Question

unit 1 lesson 1 cumulative practice problems

1. here is a diagram of a straightedge and compass construction. c is the center of one circle, and b is the center of the other. explain why the length of segment bd is the same as the length of segment ab.
2. clare used a compass to make a circle with radius the same length as segment ab. she labeled the center c. which statement is true?

a. ab > cd
b. ab = cd
c. ab > ce
d. ab = ce

Explanation:

1.

Step1: Recall circle - radius property

In a circle, all radii are equal. In the given construction, in the circle with center \(B\), \(AB\) and \(BD\) are both radii of the circle centered at \(B\).

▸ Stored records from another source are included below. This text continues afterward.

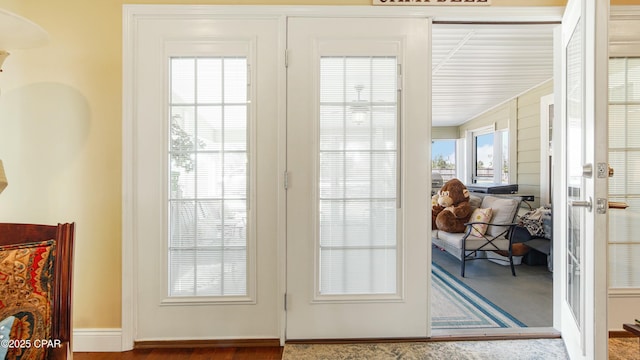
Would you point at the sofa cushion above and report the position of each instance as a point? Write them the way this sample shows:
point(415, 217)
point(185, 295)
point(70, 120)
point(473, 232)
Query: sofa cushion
point(454, 239)
point(474, 202)
point(480, 215)
point(504, 212)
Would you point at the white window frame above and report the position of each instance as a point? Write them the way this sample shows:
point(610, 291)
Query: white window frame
point(456, 155)
point(470, 166)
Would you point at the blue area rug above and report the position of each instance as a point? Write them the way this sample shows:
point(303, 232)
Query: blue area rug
point(457, 306)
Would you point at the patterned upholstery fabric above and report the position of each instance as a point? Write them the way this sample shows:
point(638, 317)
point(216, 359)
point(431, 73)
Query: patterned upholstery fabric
point(26, 292)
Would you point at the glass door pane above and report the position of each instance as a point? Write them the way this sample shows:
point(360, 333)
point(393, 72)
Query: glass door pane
point(358, 179)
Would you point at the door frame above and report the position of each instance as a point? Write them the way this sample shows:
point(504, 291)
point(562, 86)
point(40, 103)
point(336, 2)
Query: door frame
point(132, 14)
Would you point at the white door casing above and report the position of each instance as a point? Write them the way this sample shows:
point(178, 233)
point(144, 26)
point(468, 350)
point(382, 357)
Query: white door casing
point(580, 221)
point(314, 310)
point(247, 313)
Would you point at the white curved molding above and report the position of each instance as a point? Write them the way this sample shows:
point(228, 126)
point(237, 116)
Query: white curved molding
point(17, 32)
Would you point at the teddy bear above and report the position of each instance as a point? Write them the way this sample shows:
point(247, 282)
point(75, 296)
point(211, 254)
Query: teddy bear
point(450, 207)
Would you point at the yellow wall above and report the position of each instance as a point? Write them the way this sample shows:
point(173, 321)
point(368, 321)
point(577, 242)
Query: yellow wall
point(60, 135)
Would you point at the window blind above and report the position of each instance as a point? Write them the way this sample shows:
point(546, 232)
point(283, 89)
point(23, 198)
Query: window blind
point(624, 158)
point(207, 245)
point(358, 154)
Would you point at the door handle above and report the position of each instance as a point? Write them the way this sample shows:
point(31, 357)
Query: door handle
point(618, 205)
point(581, 203)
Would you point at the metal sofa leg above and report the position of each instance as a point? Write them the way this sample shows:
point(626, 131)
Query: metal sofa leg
point(464, 257)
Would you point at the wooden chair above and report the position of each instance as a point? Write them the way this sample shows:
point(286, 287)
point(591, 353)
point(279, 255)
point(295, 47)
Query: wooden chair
point(63, 234)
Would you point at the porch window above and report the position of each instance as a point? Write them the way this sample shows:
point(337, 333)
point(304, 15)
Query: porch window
point(443, 158)
point(490, 154)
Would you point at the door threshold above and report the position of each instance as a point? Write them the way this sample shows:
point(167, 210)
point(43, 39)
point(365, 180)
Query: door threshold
point(494, 334)
point(447, 335)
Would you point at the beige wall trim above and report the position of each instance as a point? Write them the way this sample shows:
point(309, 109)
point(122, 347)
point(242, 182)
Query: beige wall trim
point(97, 340)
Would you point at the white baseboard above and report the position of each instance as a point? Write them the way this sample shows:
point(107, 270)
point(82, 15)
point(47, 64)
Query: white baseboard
point(97, 340)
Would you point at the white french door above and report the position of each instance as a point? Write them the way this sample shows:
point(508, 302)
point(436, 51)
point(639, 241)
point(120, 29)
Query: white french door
point(358, 131)
point(204, 204)
point(584, 175)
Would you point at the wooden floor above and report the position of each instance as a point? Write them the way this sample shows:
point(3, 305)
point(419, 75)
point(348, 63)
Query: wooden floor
point(227, 353)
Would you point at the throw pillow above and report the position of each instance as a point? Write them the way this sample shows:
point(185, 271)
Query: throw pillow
point(26, 290)
point(480, 215)
point(5, 329)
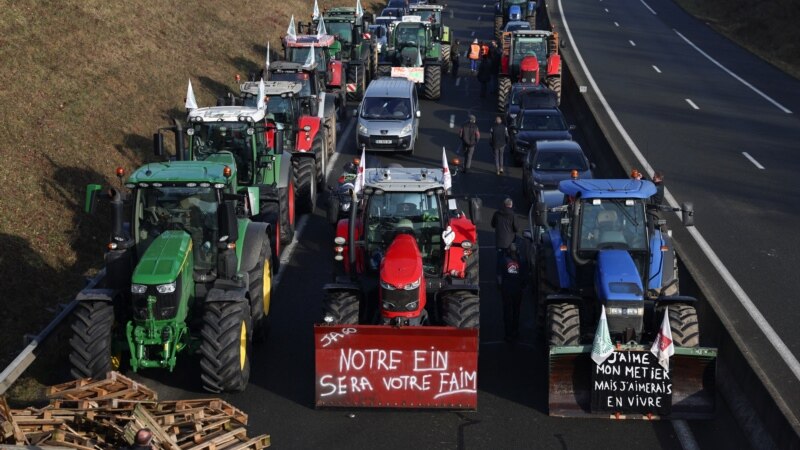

Step2: Apply radius - equality

Since all radii of a circle have the same length, and \(AB\) and \(BD\) are radii of the circle centered at \(B\), we can conclude that \(AB = BD\).

2.

Clare made a circle with radius the same length as segment \(AB\) and labeled the center \(C\). By the definition of a radius of a circle, all radii of a given circle are equal in length. So, if the radius of the circle centered at \(C\) is set to be equal to \(AB\), and \(CD\) is a radius of the circle centered at \(C\), then \(AB = CD\).

Answer:

1. The length of segment \(BD\) is the same as the length of segment \(AB\) because \(AB\) and \(BD\) are radii of the same circle (the circle centered at \(B\)), and all radii of a circle have equal length.
2. B. \(AB = CD\)